There’s also the combination when somebody does something so bad that they need both a “God bless ‘em” and a “it ain’t their fault.”
“Bobby Joe cheated on his wife four times. He deserved it when she shot him in the backside with rock salt. It ain’t all Bobby Joe’s fault though. His daddy - God rest his wretched soul - he cheated on all six of his wives before that last one killed ‘em. God bless Bobby Joe, and especially that sweet wife of his and their three kids. I’m hopin’ that rock salt unlearned what his daddy taught ‘em.”
Then there are the folks that don’t use either the “God bless ‘em” or “it ain’t their fault” like an ole friend of mine named Joe.
Joe’s been around a while, is plainspoken, sometimes ornery, and always truthful. A while back we were standing around a couple of guys when he told me that he had something he wanted to ask me later. When we got outside he said he didn’t want one of the other guys to hear what he was saying.

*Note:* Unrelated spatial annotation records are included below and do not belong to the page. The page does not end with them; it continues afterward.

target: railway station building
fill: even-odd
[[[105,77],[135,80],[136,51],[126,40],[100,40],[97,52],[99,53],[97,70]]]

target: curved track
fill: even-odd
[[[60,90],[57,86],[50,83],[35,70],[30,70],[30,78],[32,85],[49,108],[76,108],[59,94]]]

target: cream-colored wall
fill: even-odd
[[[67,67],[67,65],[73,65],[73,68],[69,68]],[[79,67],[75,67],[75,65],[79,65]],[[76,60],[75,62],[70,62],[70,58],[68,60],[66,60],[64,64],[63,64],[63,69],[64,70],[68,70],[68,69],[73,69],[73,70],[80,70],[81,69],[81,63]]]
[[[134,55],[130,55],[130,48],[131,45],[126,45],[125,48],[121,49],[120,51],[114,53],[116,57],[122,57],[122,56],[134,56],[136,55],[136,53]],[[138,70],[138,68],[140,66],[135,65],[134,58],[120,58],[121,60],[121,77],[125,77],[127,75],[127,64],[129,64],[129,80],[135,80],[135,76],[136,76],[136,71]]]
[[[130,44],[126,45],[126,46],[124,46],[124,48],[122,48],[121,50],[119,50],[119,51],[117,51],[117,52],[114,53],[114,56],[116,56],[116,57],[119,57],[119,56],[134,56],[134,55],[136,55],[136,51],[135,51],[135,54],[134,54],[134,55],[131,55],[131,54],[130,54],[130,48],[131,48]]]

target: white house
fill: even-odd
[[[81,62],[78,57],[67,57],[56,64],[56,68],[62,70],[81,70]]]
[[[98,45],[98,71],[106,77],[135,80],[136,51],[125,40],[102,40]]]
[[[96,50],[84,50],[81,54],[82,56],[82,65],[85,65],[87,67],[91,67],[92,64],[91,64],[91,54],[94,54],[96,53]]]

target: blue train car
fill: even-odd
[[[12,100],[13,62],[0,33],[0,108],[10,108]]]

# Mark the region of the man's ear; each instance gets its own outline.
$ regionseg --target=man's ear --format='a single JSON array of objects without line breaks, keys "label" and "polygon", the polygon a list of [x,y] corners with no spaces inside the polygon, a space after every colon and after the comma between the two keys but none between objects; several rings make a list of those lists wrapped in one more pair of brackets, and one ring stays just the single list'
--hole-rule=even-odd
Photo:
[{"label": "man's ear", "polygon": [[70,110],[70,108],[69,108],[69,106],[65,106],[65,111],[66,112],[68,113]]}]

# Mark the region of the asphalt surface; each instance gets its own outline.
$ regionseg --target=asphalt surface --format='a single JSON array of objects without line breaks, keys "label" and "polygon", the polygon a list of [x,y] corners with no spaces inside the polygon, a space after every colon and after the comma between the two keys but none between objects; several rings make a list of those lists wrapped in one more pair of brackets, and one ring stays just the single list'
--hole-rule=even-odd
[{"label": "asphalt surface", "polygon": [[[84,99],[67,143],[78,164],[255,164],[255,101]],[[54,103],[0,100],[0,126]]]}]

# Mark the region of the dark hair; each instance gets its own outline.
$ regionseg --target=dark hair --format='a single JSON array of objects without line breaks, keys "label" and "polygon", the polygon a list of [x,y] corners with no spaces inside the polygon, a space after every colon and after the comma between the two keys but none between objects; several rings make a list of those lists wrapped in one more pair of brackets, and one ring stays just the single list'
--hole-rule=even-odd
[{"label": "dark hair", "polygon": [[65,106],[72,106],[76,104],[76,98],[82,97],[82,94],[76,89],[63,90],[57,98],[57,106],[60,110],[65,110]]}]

“He’s got a chip on his shoulder and always has to throw something smart into a conversation,” Joe said. “Sometimes I have to bow up when he tells me what he thinks.”
I must have been looking cock-eyed after he said that because he felt the need to explain.
“I like him well enough – we eat dinner together a couple of times a month,” Joe continued. “That’s just what’s wrong with ‘em. I’ve told him so, but there’s no sense to keep pointing it out. He can’t fix it.
“Heck, everybody’s got something wrong with ‘em. I got plenty of my own faults. So do you. I know a couple of your’s and you know some of the others. That’s just the way it is. The last guy that was perfect got hung up on a cross.”
Smart man, ole Joe. God bless us each and every one.